Quero falar mais sobre a reprovação trazendo a percepção de Sérgio Costa Ribeiro. Num artigo bastante citado, de 1991, intitulado A pedagogia da repetência, esse pesquisador afirma o seguinte: "Parece que a prática da repetência está contida na pedagogia do sistema como um todo. É como se fizesse parte integral da pedagogia, aceita por todos os agentes do processo de forma natural. A persistência desta prática e da proporção desta taxa nos induz a pensar numa verdadeira metodologia pedagógica que subsiste no sistema, apesar de todos os esforços no sentido de universalizar a educação básica no Brasil."
Uma educação emancipadora e que tem em sua base a garantia de direitos, não pode ter a possibilidade da reprovação como fio condutor do processo educativo. Ao contrário, o prazer em desenvolver conhecimentos significativos é que deve fazer parte do imaginário de educadores e estudantes no cotidiano escolar. Os sistemas de ensino e as escolas precisam estar orientadas para garantir aos estudantes o direito de aprender. A reprovação, ao contrário do que temos hoje, não pode ser utilizado como recurso didático para mobilizar crianças e jovens a estudarem mais. Um outro Projeto Político Pedagógico é possível, pautado numa visão mais inclusiva de educação.
Não quero passar a ideia de culpabilização das escolas e retirada das responsabilidades dos estudantes. Não é tão simples assim.
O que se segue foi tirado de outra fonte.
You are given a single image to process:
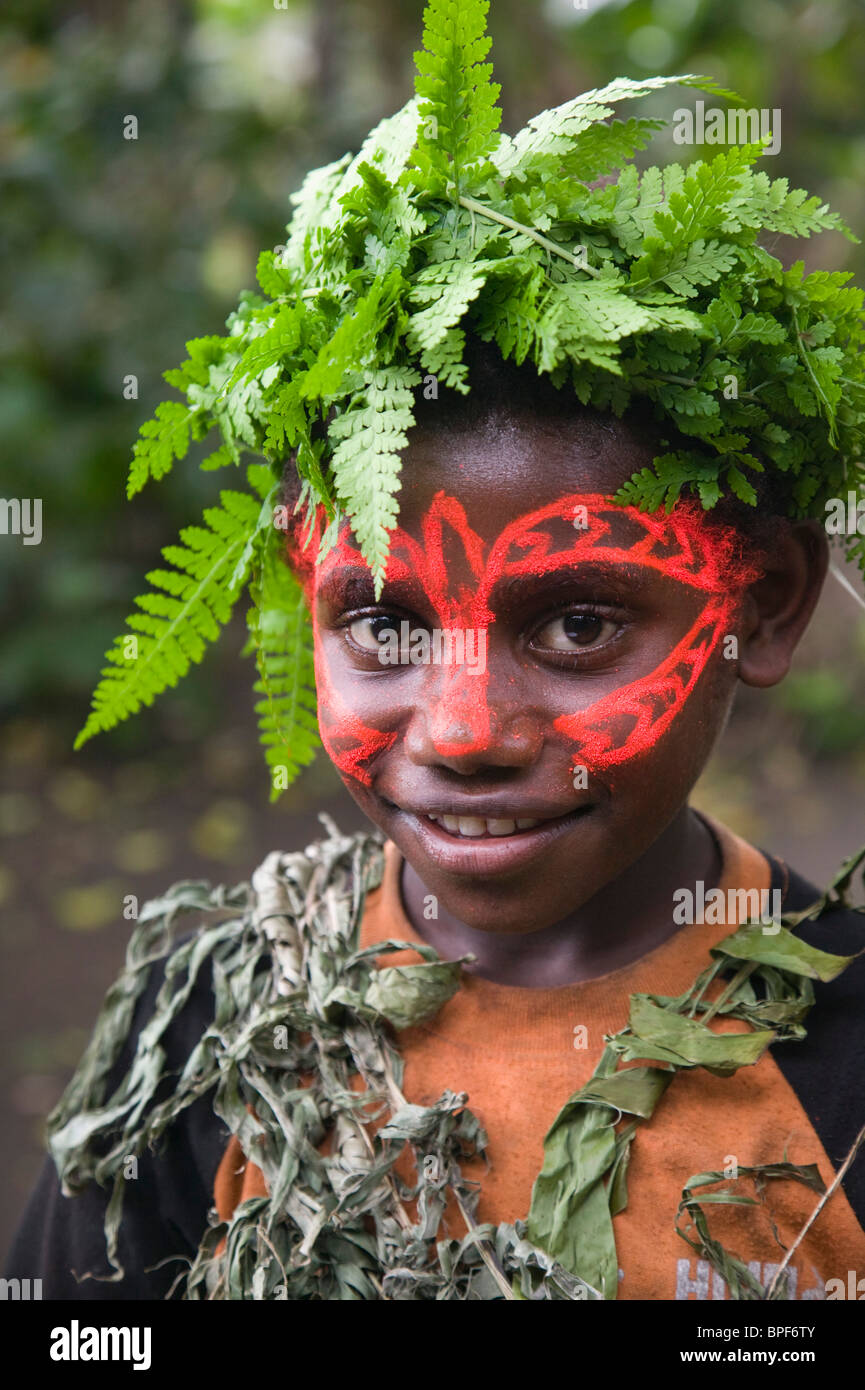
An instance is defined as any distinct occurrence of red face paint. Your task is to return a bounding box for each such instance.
[308,494,762,785]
O protagonismo estudantil é uma bandeira que prezo muito. Mas não podemos cair na tentação de, em nome desse protagonismo, criar um regime escolar baseado nas exceções, onde quem conseguiu por conta própria superar todos esses desafios é a prova de que não há problemas com o processo educativo, e sim com os estudantes. A escola é responsável sim em estabelecer um clima de ensino e aprendizagem inclusivo, que consiga dar conta em assistir necessidades educativas específicas dos alunos que não conseguem aprender somente com o que é apresentado de forma massiva para todos por meio das aulas. Outras possibilidades educativas precisam ser pensadas para não deixarmos nenhum estudante desprovido do seu direito de aprender.